# Centripetal force on a car turning

1. May 28, 2004

when a car is cornering on a banked road, what force provides the centripetal force? in my book it says that it is the horizontal component of the normal reaction, and the vertical component of the normal balances the weight.
But i thought the normal reaction was equal to the component of the weight that is perpendicular to the slope. hence the vertical component of the normal reaction could never balance the whole weight.

2. May 28, 2004

### remcook

The normal force is indeed normal to the surface. It basically does whatever it takes to stop the car from falling through the road. Since it is the only force with a vertical component and the car is in equilibrium vertically (it isn't falling through the road), the vertical part of the normal force must be equal to the weight of the car. Since there is also a horizontal component, the actual magnitude of the normal force is larger than the magnitude of the weight. This last case is when you have a horizontal road.

When the centrifugal force is higher (you speed up for intance), the weight of the car is still the same. So: so is the normal force. The excess horizontal (centrifugal) force will cause your car to move outwards. This is what you would expect, right?

Hope I explained it right...

Edit- Friction has a vertical component too with a banked road...

Last edited: May 28, 2004
3. May 28, 2004

yeah, thats ok i guess, but in every example i have seen, the normal force is smaller in magnitude than the weight. As i said, it is always the same magnitude as the component of the wieght that is perpendicular to the slope. (a number of these example are when a box is being pulled up a slope etc, does this change the problem?)

4. May 28, 2004

### remcook

remember that the box is neither falling through the floor nor flying into the sky.

so all vertical components must add up to zero.

If you drag a box up there is also friction, which has a vertical (downwards) component.

So...the vertical component of the normal force should...

another thought: if you aren't pulling the box up, and there is no friction, what causes the horizontal movement? (sliding down the slope) think about it!

Where have you seen "every example" and could you give one?

5. May 29, 2004

all the examples are pretty much in the same vein. they tell you to take axes along and perpendicular to the slope, and this shows that the normal force must be equal to the compnent of mg perpendicular to the slope. friction and mg down slope are at right angles so have no component.
also, when the car is cornering on a banked road, what is the component of mg down the slope doing? i thought that may be centripetal?

6. May 29, 2004

### Staff: Mentor

Right! (In the case of no friction.)
You are thinking of a case in which the car (or box or object) is on an incline and the net force is zero perpendicular to the surface. This is not the case here! The car is accelerating towards the center.

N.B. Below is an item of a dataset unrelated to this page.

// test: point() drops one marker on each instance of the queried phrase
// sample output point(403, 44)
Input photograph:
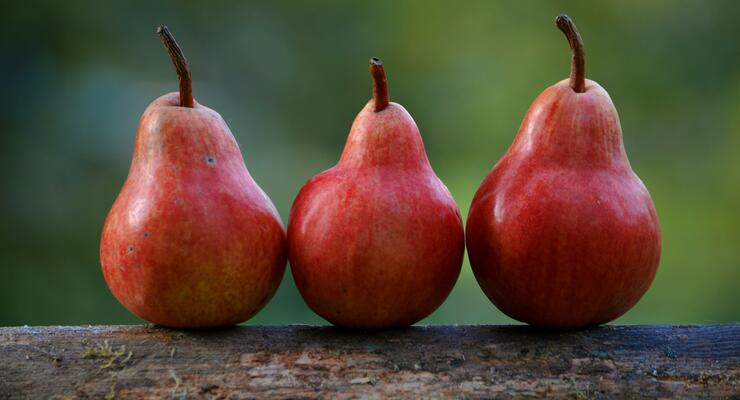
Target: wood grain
point(311, 362)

The net force is zero in the vertical direction:
$$Ncos\theta - mg = 0$$
But in the horizontal direction the net force is not zero:
$$Nsin\theta = \frac{mv^2}{r}$$

7. May 29, 2004

ok. but when the object is sat on the slope, going up or down the slope, the net force perpendicular the slope will be zero wont it? am i right in thinking that this only changes when the object starts moving 'along' the bank and not up or down it? thanks

8. May 29, 2004

also, does the car/object not fly off the track if the net force perpendicular to the slope is not zero? weight has a component down the slope, so what balances this? thanks again.

Last edited: May 29, 2004
9. May 30, 2004

### Staff: Mentor

The weight of the car is balanced by the vertical component of the normal force.

Remember, a car going in a circle is not in equilibrium: it is accelerating towards the center of the circle. So forces in the horizontal direction do not balance. But vertical forces do.

10. May 30, 2004

### turin

It may be a poor approach to orient your axes the same as you would for the inclined plane. In the inclined plane case, it is usually good to orient the axes according to the slope. I the case of an acceleration, it is usually a good idea to orient the axes according to the acceleration. If you orient them thusly, then they should not line up with the slope in this case.